EP et RF. Nous y avons installé une table de dix mètres de long autour de laquelle nous convions les visiteurs à feuilleter les différents dessins d’archives et carnets, de tailles et de phases de projet variées, à la manière de convives d’un banquet invités à se servir. Ces documents présentent toutes les phases de conception de la réhabilitation de ce bâtiment des années 1930 à travers des dessins, des plans, des photos ainsi que des maquettes. L’axonométrie de 3 mètres par 2 n’est pas seulement là pour représenter le forum central ; elle nous a permis de vérifier que nous n’avions dilué l’ambition initiale du projet au fil des études.
EB. Emotional Heritage est, à la manière des strates des bâtiments que vous réhabilitez, un palimpseste en trois couches. C’est une exposition présentant vos projets, ainsi que les coulisses de votre démarche. C’est enfin une présentation sur l’acte même de monstration avec, dans la sixième travée de la galerie, une mise en abîme de l’exposition via le truchement d’une maquette hyperréaliste qui reproduit, aux échelles 1/25e et 1/10e, votre scénographie pour le lieu.

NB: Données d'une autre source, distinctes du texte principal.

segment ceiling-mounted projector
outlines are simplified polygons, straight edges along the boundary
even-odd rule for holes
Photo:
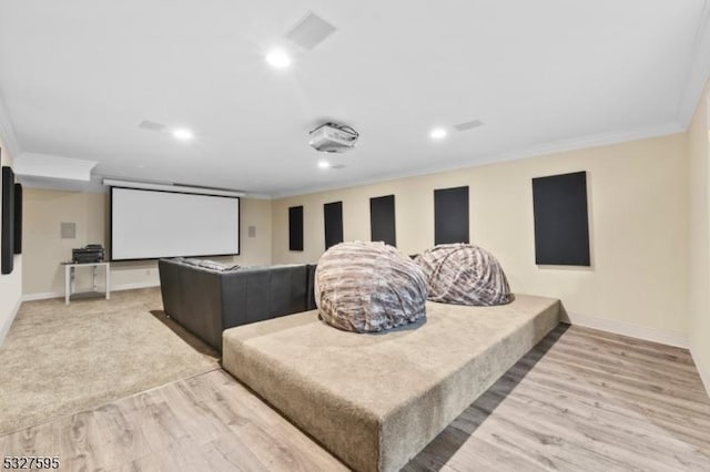
[[[351,126],[336,123],[322,124],[308,134],[311,135],[308,144],[314,150],[325,153],[344,153],[353,148],[359,137]]]

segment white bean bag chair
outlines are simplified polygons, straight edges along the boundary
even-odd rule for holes
[[[331,326],[374,332],[426,317],[422,269],[384,243],[341,243],[318,260],[318,315]]]
[[[513,301],[498,260],[470,244],[443,244],[415,258],[426,277],[428,299],[443,304],[493,306]]]

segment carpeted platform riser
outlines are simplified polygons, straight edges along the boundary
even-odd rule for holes
[[[532,305],[541,306],[539,299],[537,305]],[[285,332],[292,335],[290,329],[297,330],[298,325],[305,322],[303,320],[307,321],[304,316],[307,317],[308,314],[296,315],[295,317],[304,318],[293,318],[291,321],[293,326],[290,327],[282,326],[286,321],[282,320],[278,324],[270,325],[270,321],[266,321],[243,327],[246,329],[235,328],[233,332],[230,332],[232,330],[226,331],[223,365],[227,371],[250,386],[351,468],[357,471],[396,471],[406,465],[409,459],[416,455],[466,407],[557,326],[559,302],[548,302],[545,307],[532,316],[520,315],[525,310],[518,306],[513,311],[514,318],[527,317],[525,324],[517,321],[520,326],[516,330],[506,330],[505,332],[510,332],[501,335],[504,337],[499,342],[485,348],[460,369],[447,374],[448,377],[438,383],[425,388],[418,382],[419,379],[410,379],[413,390],[420,388],[423,393],[413,394],[400,401],[395,408],[383,410],[382,413],[374,413],[381,408],[376,407],[377,396],[369,396],[369,401],[374,401],[374,404],[357,404],[357,397],[346,401],[342,394],[331,393],[332,387],[328,387],[328,382],[314,383],[307,374],[298,372],[300,365],[292,362],[292,366],[287,367],[288,362],[280,361],[277,357],[273,358],[260,351],[260,349],[265,349],[260,340],[272,335],[271,327],[275,327],[273,335],[281,336]],[[440,305],[434,308],[440,309]],[[480,314],[481,311],[475,312]],[[493,314],[496,317],[506,316],[505,309],[498,309]],[[471,314],[471,316],[475,315]],[[496,319],[505,320],[505,318]],[[322,326],[317,321],[315,322],[313,325],[315,334],[311,332],[311,335],[325,336],[331,341],[333,341],[332,337],[337,338],[333,331],[323,331]],[[433,319],[432,322],[429,329],[435,328],[436,319]],[[483,331],[491,335],[490,326],[486,327],[485,325],[484,322]],[[240,331],[240,329],[242,330]],[[326,327],[326,329],[332,328]],[[427,331],[419,334],[424,335],[425,332]],[[393,334],[393,336],[394,338],[377,338],[377,342],[387,343],[385,339],[392,339],[396,350],[398,335]],[[240,337],[243,339],[237,339]],[[493,336],[494,339],[496,337]],[[373,338],[348,337],[347,339],[362,339],[367,345],[364,349],[373,349]],[[428,338],[424,337],[423,339]],[[250,342],[253,341],[256,343],[250,346]],[[275,346],[281,346],[280,341]],[[436,342],[434,346],[436,349],[445,348]],[[352,348],[357,350],[356,347]],[[471,349],[473,352],[476,351],[475,341]],[[325,351],[327,350],[325,349]],[[317,367],[317,358],[314,358],[313,362]],[[343,368],[347,369],[347,365],[344,365]],[[392,388],[386,379],[379,380],[362,384],[358,388],[369,389],[371,393],[373,389],[375,392],[386,392],[388,388]]]

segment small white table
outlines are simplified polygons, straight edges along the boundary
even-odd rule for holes
[[[84,291],[77,295],[97,295],[102,296],[103,293],[99,291],[99,286],[97,281],[97,271],[99,267],[103,267],[105,269],[105,296],[106,300],[111,298],[111,270],[110,263],[83,263],[83,264],[74,264],[74,263],[62,263],[64,266],[64,302],[69,305],[69,299],[72,295],[74,295],[74,285],[77,279],[75,269],[77,267],[91,267],[93,269],[93,290]]]

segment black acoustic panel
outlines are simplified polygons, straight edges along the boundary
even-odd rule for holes
[[[468,242],[468,186],[434,191],[434,244]]]
[[[369,199],[369,239],[397,246],[394,195]]]
[[[22,185],[14,184],[14,254],[22,254]]]
[[[2,167],[2,235],[0,237],[0,273],[14,268],[14,174]]]
[[[589,266],[587,173],[532,179],[535,263]]]
[[[288,208],[288,250],[303,250],[303,206]]]
[[[325,248],[343,243],[343,202],[323,205],[325,222]]]

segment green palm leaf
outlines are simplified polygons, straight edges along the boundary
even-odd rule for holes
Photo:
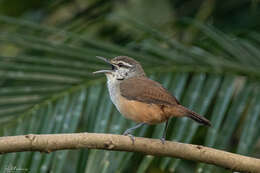
[[[252,154],[250,148],[260,136],[257,33],[252,33],[254,40],[250,35],[237,38],[197,24],[204,43],[185,46],[142,23],[126,20],[130,28],[149,37],[134,42],[140,48],[136,50],[131,45],[123,48],[20,19],[1,16],[0,22],[11,28],[0,32],[2,136],[121,134],[134,123],[115,110],[105,79],[91,72],[105,67],[96,55],[128,55],[141,61],[149,76],[160,81],[183,105],[206,116],[213,124],[212,128],[205,128],[186,118],[172,119],[169,140]],[[14,51],[12,55],[8,54],[9,49]],[[159,138],[162,129],[162,124],[145,126],[135,135]],[[238,142],[230,145],[234,138]],[[178,171],[187,161],[86,149],[6,154],[0,156],[0,163],[4,165],[1,172],[11,164],[31,172],[141,173],[152,167]],[[215,169],[204,164],[189,167],[198,172]]]

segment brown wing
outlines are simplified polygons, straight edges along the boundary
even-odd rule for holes
[[[146,103],[176,105],[177,99],[162,85],[146,77],[129,78],[120,84],[123,97]]]

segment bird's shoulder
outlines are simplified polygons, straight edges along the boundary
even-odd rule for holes
[[[175,105],[178,100],[161,84],[146,77],[133,77],[120,84],[121,95],[149,104]]]

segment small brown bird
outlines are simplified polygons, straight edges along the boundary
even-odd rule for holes
[[[111,70],[99,70],[105,73],[109,95],[117,110],[126,118],[138,124],[127,129],[124,135],[129,135],[134,129],[144,124],[165,123],[161,141],[164,143],[171,117],[189,117],[198,123],[211,126],[209,120],[180,105],[161,84],[146,77],[146,74],[136,60],[127,56],[117,56],[111,60],[97,57],[112,66]]]

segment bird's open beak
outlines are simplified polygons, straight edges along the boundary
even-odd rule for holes
[[[101,57],[101,56],[96,56],[96,57],[98,59],[101,59],[101,60],[105,61],[106,63],[108,63],[108,64],[113,66],[113,64],[108,59],[106,59],[104,57]],[[97,73],[112,73],[112,72],[113,72],[113,70],[98,70],[98,71],[93,72],[93,74],[97,74]]]

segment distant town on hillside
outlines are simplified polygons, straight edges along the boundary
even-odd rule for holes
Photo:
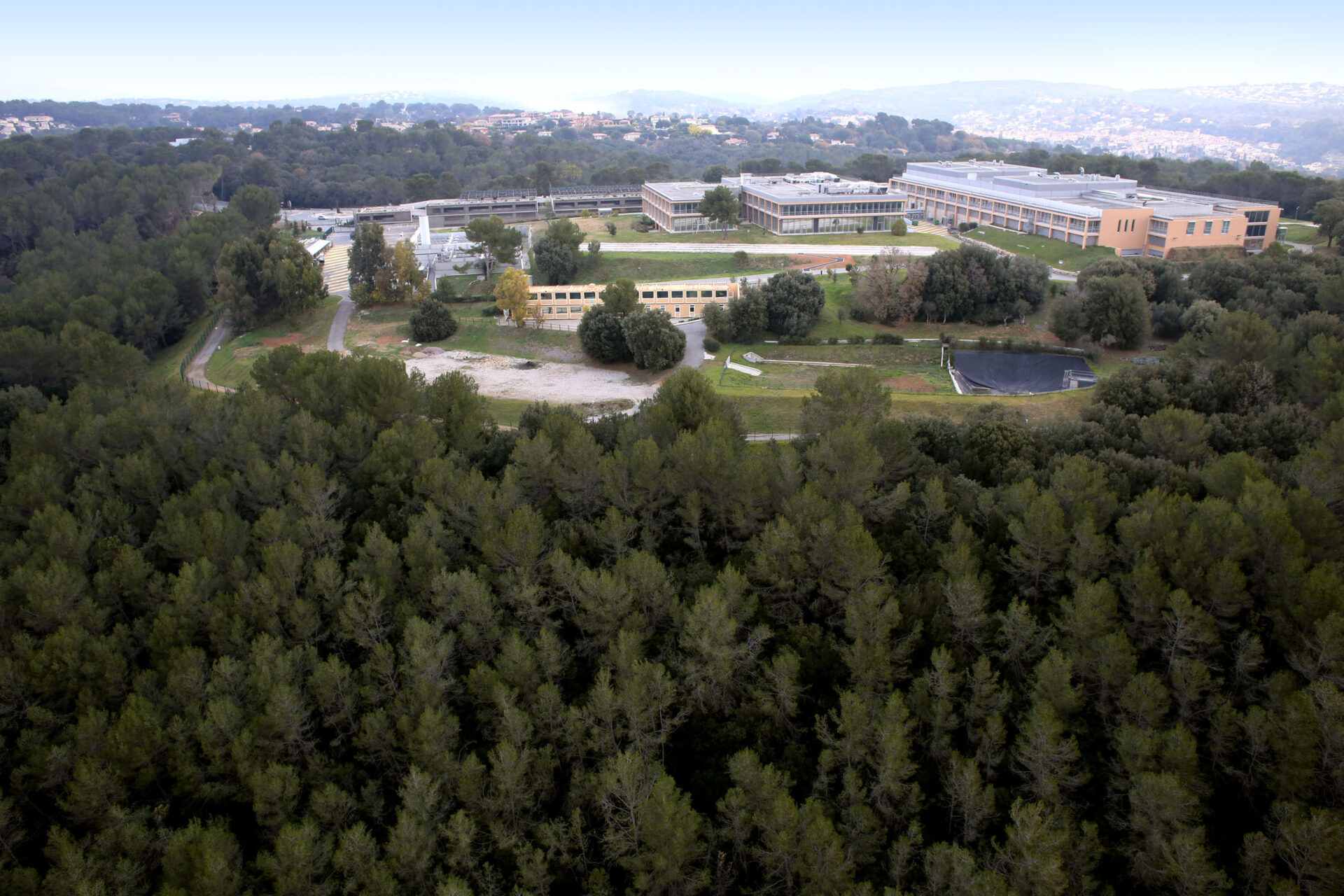
[[[89,126],[218,128],[258,132],[300,120],[320,130],[360,121],[403,130],[425,121],[480,133],[532,132],[638,141],[668,129],[730,146],[769,144],[788,125],[806,124],[808,140],[851,142],[853,129],[879,114],[948,122],[948,134],[1003,141],[1005,148],[1064,148],[1133,157],[1215,160],[1317,175],[1344,171],[1344,87],[1327,83],[1236,85],[1124,91],[1036,81],[954,82],[921,87],[841,90],[785,101],[719,98],[683,91],[630,90],[574,101],[574,109],[528,109],[501,99],[396,93],[317,97],[280,103],[187,99],[0,102],[0,137],[74,132]],[[948,141],[943,141],[948,142]],[[887,146],[949,152],[952,146]]]

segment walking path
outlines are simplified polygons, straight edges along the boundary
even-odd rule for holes
[[[206,379],[206,361],[210,356],[215,353],[220,343],[228,339],[228,324],[223,318],[215,325],[215,329],[210,333],[210,339],[206,344],[200,347],[200,352],[196,357],[191,359],[191,364],[187,365],[187,386],[195,386],[196,388],[207,388],[215,392],[237,392],[238,390],[228,388],[227,386],[219,386],[218,383],[211,383]]]
[[[747,255],[876,255],[894,249],[900,255],[926,258],[935,246],[841,246],[832,243],[602,243],[603,253],[746,253]]]
[[[327,283],[328,293],[341,297],[332,317],[332,328],[327,332],[327,351],[344,352],[345,326],[349,324],[349,316],[355,313],[355,302],[349,298],[349,246],[332,246],[327,250],[323,282]]]

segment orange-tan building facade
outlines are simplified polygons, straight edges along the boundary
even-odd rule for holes
[[[1274,203],[997,161],[910,163],[891,188],[909,193],[915,214],[949,227],[989,224],[1105,246],[1124,257],[1165,258],[1175,249],[1219,246],[1254,253],[1273,242],[1279,218]]]
[[[726,305],[737,298],[737,283],[636,283],[640,290],[640,304],[667,312],[672,320],[700,317],[710,302]],[[567,286],[530,286],[527,301],[528,317],[552,320],[578,320],[583,312],[602,301],[606,286],[601,283]]]
[[[644,214],[673,234],[714,231],[700,215],[704,193],[720,184],[699,180],[648,183]],[[855,234],[887,230],[906,212],[909,197],[890,184],[840,177],[825,171],[724,177],[741,201],[741,219],[771,234]]]

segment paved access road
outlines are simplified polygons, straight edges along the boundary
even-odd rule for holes
[[[219,322],[215,324],[215,329],[211,332],[210,339],[207,339],[206,344],[200,347],[200,352],[198,352],[196,357],[191,359],[191,364],[187,365],[188,383],[196,388],[208,388],[215,390],[216,392],[235,391],[226,386],[211,383],[206,379],[206,361],[210,360],[210,356],[215,353],[226,339],[228,339],[228,321],[220,318]]]
[[[870,258],[886,246],[843,246],[840,243],[609,243],[603,253],[746,253],[747,255],[857,255]],[[925,258],[935,246],[891,246],[900,255]]]

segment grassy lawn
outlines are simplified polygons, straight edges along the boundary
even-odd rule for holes
[[[180,340],[168,348],[155,352],[155,356],[149,359],[146,379],[159,383],[181,379],[181,359],[185,357],[187,349],[196,344],[196,340],[200,339],[200,334],[206,332],[206,326],[214,318],[215,313],[207,312],[204,317],[187,328]]]
[[[1288,224],[1286,234],[1284,239],[1290,243],[1310,243],[1312,246],[1324,246],[1325,238],[1321,236],[1321,231],[1314,224]]]
[[[235,336],[206,361],[206,379],[219,386],[238,387],[247,379],[257,359],[277,345],[298,345],[305,352],[327,348],[327,334],[339,304],[340,296],[328,296],[316,309],[294,320]]]
[[[485,296],[492,289],[495,289],[493,282],[487,283],[484,279],[480,279],[476,274],[457,274],[453,277],[439,277],[439,279],[446,279],[448,282],[450,282],[453,285],[453,289],[457,290],[458,296]]]
[[[750,388],[716,387],[742,411],[747,430],[753,433],[789,433],[798,429],[798,415],[802,412],[805,390],[793,392],[755,392]],[[934,414],[961,419],[978,407],[1001,404],[1023,415],[1028,422],[1047,420],[1062,416],[1077,416],[1082,408],[1091,404],[1090,390],[1052,392],[1050,395],[981,396],[943,394],[892,392],[891,414]]]
[[[1074,246],[1062,239],[1034,236],[1013,230],[1000,230],[999,227],[977,227],[968,232],[966,236],[997,246],[999,249],[1005,249],[1016,255],[1039,258],[1051,267],[1060,267],[1063,270],[1082,270],[1094,261],[1116,258],[1114,250],[1105,246]]]
[[[620,215],[616,218],[571,218],[570,220],[578,224],[579,230],[585,234],[591,234],[602,243],[816,243],[817,246],[839,243],[843,246],[872,246],[874,251],[882,246],[956,247],[953,240],[935,234],[892,236],[888,231],[870,231],[867,234],[789,234],[786,236],[775,236],[761,227],[747,224],[743,224],[738,230],[730,230],[726,234],[716,230],[695,234],[669,234],[664,230],[650,230],[646,234],[641,234],[633,227],[638,219],[638,215]],[[607,231],[607,223],[616,224],[614,236]],[[538,226],[544,227],[546,222],[539,222]]]
[[[523,411],[527,410],[532,402],[526,398],[485,398],[485,407],[491,410],[491,416],[500,426],[517,426],[517,420],[523,416]]]

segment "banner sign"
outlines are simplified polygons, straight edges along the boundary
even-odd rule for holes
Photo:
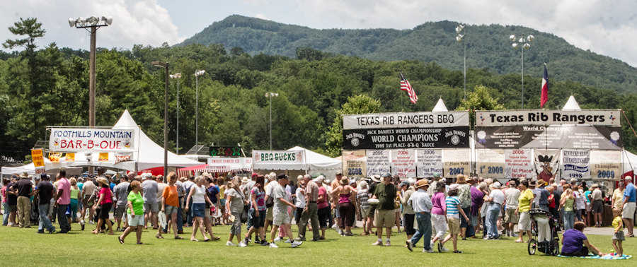
[[[33,161],[33,165],[37,168],[39,167],[45,167],[44,165],[44,153],[40,149],[31,150],[31,160]]]
[[[55,152],[133,151],[134,130],[53,128],[49,150]]]
[[[590,150],[563,149],[562,177],[590,179]]]
[[[343,173],[348,177],[365,177],[367,174],[365,151],[343,151]]]
[[[621,151],[591,150],[590,176],[592,179],[616,179],[621,176]]]
[[[456,178],[458,174],[469,175],[471,170],[470,149],[445,149],[442,150],[445,178]]]
[[[343,130],[343,149],[469,147],[469,126]]]
[[[469,126],[469,112],[381,113],[343,115],[343,129]]]
[[[367,177],[389,172],[389,150],[366,150]]]
[[[476,111],[476,126],[580,124],[620,126],[619,110]]]
[[[401,177],[415,177],[415,150],[400,149],[391,150],[391,175]]]
[[[64,160],[69,162],[75,161],[75,153],[67,153],[64,156]]]
[[[476,148],[621,150],[619,127],[573,125],[476,127]]]
[[[255,163],[299,163],[304,162],[305,150],[253,150]]]
[[[533,154],[530,149],[505,150],[505,177],[533,178]]]
[[[433,177],[434,173],[442,174],[442,150],[416,150],[416,170],[418,177]]]
[[[209,152],[212,157],[240,158],[243,156],[241,146],[211,146]]]
[[[476,173],[483,177],[505,177],[505,153],[502,149],[476,149]]]
[[[50,152],[49,160],[52,162],[59,162],[59,158],[62,158],[62,153],[59,152]]]

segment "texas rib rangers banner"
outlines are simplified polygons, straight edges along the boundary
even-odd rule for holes
[[[54,152],[133,151],[134,130],[53,128],[49,150]]]
[[[618,109],[476,111],[476,126],[578,124],[620,126]]]

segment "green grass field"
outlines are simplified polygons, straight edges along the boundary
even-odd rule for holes
[[[55,225],[58,227],[57,225]],[[450,252],[424,254],[422,241],[413,252],[405,244],[404,233],[391,237],[390,247],[372,246],[374,237],[340,237],[331,230],[327,231],[326,240],[305,242],[296,249],[287,244],[280,243],[279,249],[255,246],[248,247],[226,247],[229,227],[213,227],[217,242],[194,242],[188,240],[191,229],[185,230],[183,240],[172,239],[172,235],[164,235],[165,239],[154,237],[155,232],[145,230],[142,241],[146,244],[136,245],[133,234],[127,237],[125,244],[117,242],[117,235],[94,235],[91,234],[91,225],[84,231],[79,225],[73,224],[68,234],[36,234],[37,227],[28,229],[0,227],[0,247],[3,266],[631,266],[633,259],[609,261],[585,259],[565,259],[544,256],[541,252],[529,256],[527,244],[513,242],[513,237],[500,240],[481,239],[459,240],[459,249],[462,254]],[[296,233],[296,225],[292,225]],[[360,234],[360,229],[354,230]],[[308,233],[311,235],[311,232]],[[198,236],[200,239],[200,235]],[[591,242],[602,251],[612,249],[611,237],[590,235]],[[624,254],[633,254],[637,239],[629,238],[624,242]],[[452,244],[447,245],[450,249]]]

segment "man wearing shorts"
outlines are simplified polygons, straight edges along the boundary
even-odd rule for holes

EP et RF. Cette maquette est disposée à la fin du parcours. Nous l’avons installée à cet endroit pour que les visiteuses et visiteurs, en explorant en sens inverse les salles qu’elles et ils viennent de découvrir, renouvellent leur regard sur l’exposition… On y montre aussi un montage conçu par Jonny Pugh (studio films) qui compile différents films que nous avons réalisés avec lui pour l’agence et que nous n’avons encore jamais diffusés dans le cadre d’une exposition. Jonny les a montés en diptyques ou en triptyques, de façon à montrer les résonances entre différentes réalisations de l’agence. Emotional Heritage est une exposition constituée d’échos multiples, entre générations, entre époques, entre nos projets et entre nos différents dispositifs de documentation et de représentation. • Propos recueillis à arc en rêve le 23 avril 2026.